第一世界大戦が始まった大正三(一九一四)年十二月十五日午前九時四五分、三菱方城炭鉱で大規模な爆発事故が発生します。このことをこの地域では「大非常」と呼びます。当時の証言や新聞記事では「坑口から十mほど離れた煽風機室が壊れ、四散したレンガの破片が六〇m先の事務所のガラスを打ちやぶって飛び込んだ」「約二里(八km)四方まで爆音が響いた」「悲鳴とも、叫びともいえない切ない声が、つぼした(坑底)から聞こえてきた」等々、その悲惨さを伝えています。しかし、方城大非常には、未だ多くの謎が残されているのです。
第一に、爆発原因の謎です。大正四(一九一五)年に三菱がまとめた『方城炭坑爆発調査報告書』では、発火点となるものは「不明」とされています。しかし、福岡鉱務署技師の目黒氏がまとめた『目黒レポート』によると、三菱から貸し出された「安全灯」に問題が生じたとされています。また、『日本鉱業会誌』によると、大正二(一九一三)年、大非常の前の年に、「農商務大臣、たび重なる事故を重大視、各鉱山監督署長に対して、ガス爆発に起因する危険予防の訓令を発す」と記されています。これにより、福岡鉱務署では、三菱方城炭坑をとくに爆発の危険性があるとみて、非常直前の十一月初旬に調査を行っていますが、非常の起こる十二月には、乾燥が高まり入気湿度が四十%まで下がっていたことが記録されています。爆発の条件は着々と整いつつあったとも言えるでしょう。

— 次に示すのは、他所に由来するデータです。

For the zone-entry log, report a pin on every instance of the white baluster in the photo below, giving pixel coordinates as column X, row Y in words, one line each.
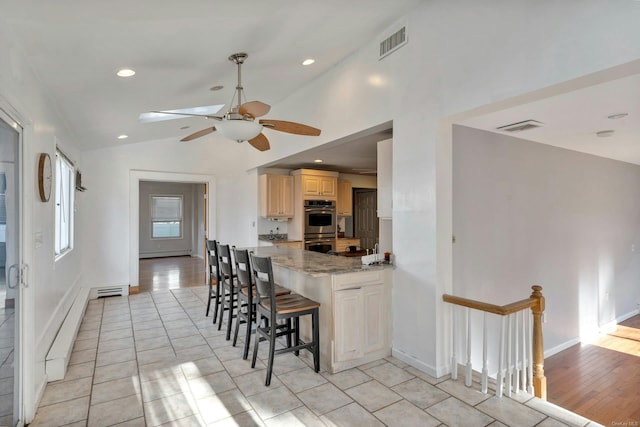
column 530, row 352
column 454, row 361
column 499, row 378
column 516, row 374
column 485, row 362
column 509, row 358
column 525, row 356
column 468, row 378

長年にわたり筑豊炭鉱の調査を行ってきた織井青吾氏はその著書『方城大非常』の中で会社側の責任を強く問うています。
第二に、犠牲者の謎です。三菱方城炭鉱の最終発表によると、この事故による死者は六七一人であり、日本最大の炭鉱爆発事故(世界第四位)(表)です。しかし、当時の新聞記事や資料では死者が六五五人から八〇〇人までとまちまちである他、掲載されていない複数の納屋(坑夫が住んでいた)の存在が明らかになったり、死者数と事故後の出炭量の減少分(当時の出炭の能率面を考慮して)とのつじつまが合わなかったりしています。当時「千人以上が死んでいる」と囁かれたうわさも全く根拠のない話ではなかったのです。
炭鉱の歴史は、犠牲の上に書かれた日本の発達史だと言われてきました。この悲しい過去と、日本発展の礎になった炭鉱殉職者を忘れてはならないと、現在でも福智町では町内の小中学校八校で方城大非常の授業が行われ、郷土の歴史に理解を深めています。福智町立伊方(いかた)小学校では、十二月十五日に、全校一斉放送が流れ全学級で方城大非常の授業が行われています。当時の石炭産業を知ることはもちろん、方城炭鉱閉山が原因となり児童数が最盛期の約六分の一まで減少していることや困難を乗り越えてきた先人の努力を考えたり町の課題に向き合ったりして、故郷への誇りを育てています。